Secrecy Rate Maximization for Reconfigurable Intelligent Surface Aided Millimeter Wave System with Low-resolution DAC

TL;DR

This paper explores maximizing secrecy rate in RIS-assisted millimeter-wave systems with low-resolution DACs, proposing an AO-based optimization algorithm to enhance security despite hardware limitations.

Contribution

It introduces a novel optimization framework for secrecy rate maximization in RIS-aided mmWave systems with low-resolution DACs, addressing hardware constraints.

Findings

RIS mitigates hardware loss effects.

AO-based algorithm outperforms baseline methods.

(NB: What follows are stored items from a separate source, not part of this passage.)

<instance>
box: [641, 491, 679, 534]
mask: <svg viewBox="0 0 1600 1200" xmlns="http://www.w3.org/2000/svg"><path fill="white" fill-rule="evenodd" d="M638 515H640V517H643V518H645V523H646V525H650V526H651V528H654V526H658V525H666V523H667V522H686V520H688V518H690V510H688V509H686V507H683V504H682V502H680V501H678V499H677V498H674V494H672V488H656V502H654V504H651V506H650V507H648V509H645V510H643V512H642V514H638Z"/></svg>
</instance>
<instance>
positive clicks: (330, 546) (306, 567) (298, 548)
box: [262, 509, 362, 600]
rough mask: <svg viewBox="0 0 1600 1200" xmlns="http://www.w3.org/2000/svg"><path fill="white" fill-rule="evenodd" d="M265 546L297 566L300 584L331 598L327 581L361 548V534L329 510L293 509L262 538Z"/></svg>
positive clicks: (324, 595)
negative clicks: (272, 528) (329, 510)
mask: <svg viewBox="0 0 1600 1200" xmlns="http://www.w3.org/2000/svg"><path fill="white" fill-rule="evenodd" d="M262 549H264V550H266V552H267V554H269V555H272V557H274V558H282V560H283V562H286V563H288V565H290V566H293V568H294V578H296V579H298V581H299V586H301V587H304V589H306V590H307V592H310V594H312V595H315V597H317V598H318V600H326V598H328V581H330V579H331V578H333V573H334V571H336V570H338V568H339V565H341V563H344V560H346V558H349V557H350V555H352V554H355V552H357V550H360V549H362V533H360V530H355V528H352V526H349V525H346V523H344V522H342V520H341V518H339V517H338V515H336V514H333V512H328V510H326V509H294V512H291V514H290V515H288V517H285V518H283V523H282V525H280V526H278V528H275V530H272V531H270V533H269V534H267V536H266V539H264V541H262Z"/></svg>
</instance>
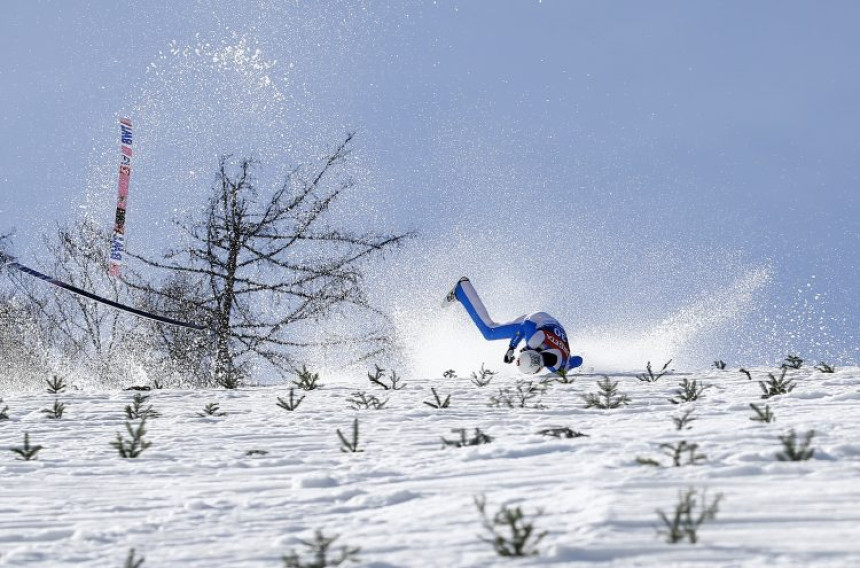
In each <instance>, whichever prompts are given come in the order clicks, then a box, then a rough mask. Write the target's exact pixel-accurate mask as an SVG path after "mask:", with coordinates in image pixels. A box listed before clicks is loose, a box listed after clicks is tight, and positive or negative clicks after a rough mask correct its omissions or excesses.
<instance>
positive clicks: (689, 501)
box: [657, 488, 723, 544]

Proposed method achieves higher secrecy rates.

Abstract

In this letter, we investigate the secrecy rate of an reconfigurable intelligent surface (RIS)-aided millimeter-wave (mmWave) system with hardware limitations. Compared to the RIS-aided systems in most existing works, we consider the case of the RIS-aided mmWave system with low-resolution digital-to-analog converters (LDACs). We formulate a secrecy rate maximization problem hardware constraints. Then by optimizing the RIS phase shift and the transmit beamforming to maximize the secrecy rate. Due to the nonconvexity of the problem, the formulated problem is intractable. To handle the problem, an alternating optimization (AO)-based algorithm is proposed. Specifically, we first use the successive convex approximation (SCA) method to obtain the transmit beamforming. Then the element-wise block coordinate descent (BCD) method is used to obtain the RIS phase shift. Numerical results demonstrate that the RIS can mitigate the hardware loss, and the proposed AO-based algorithm with low complexity outperformances the baselines.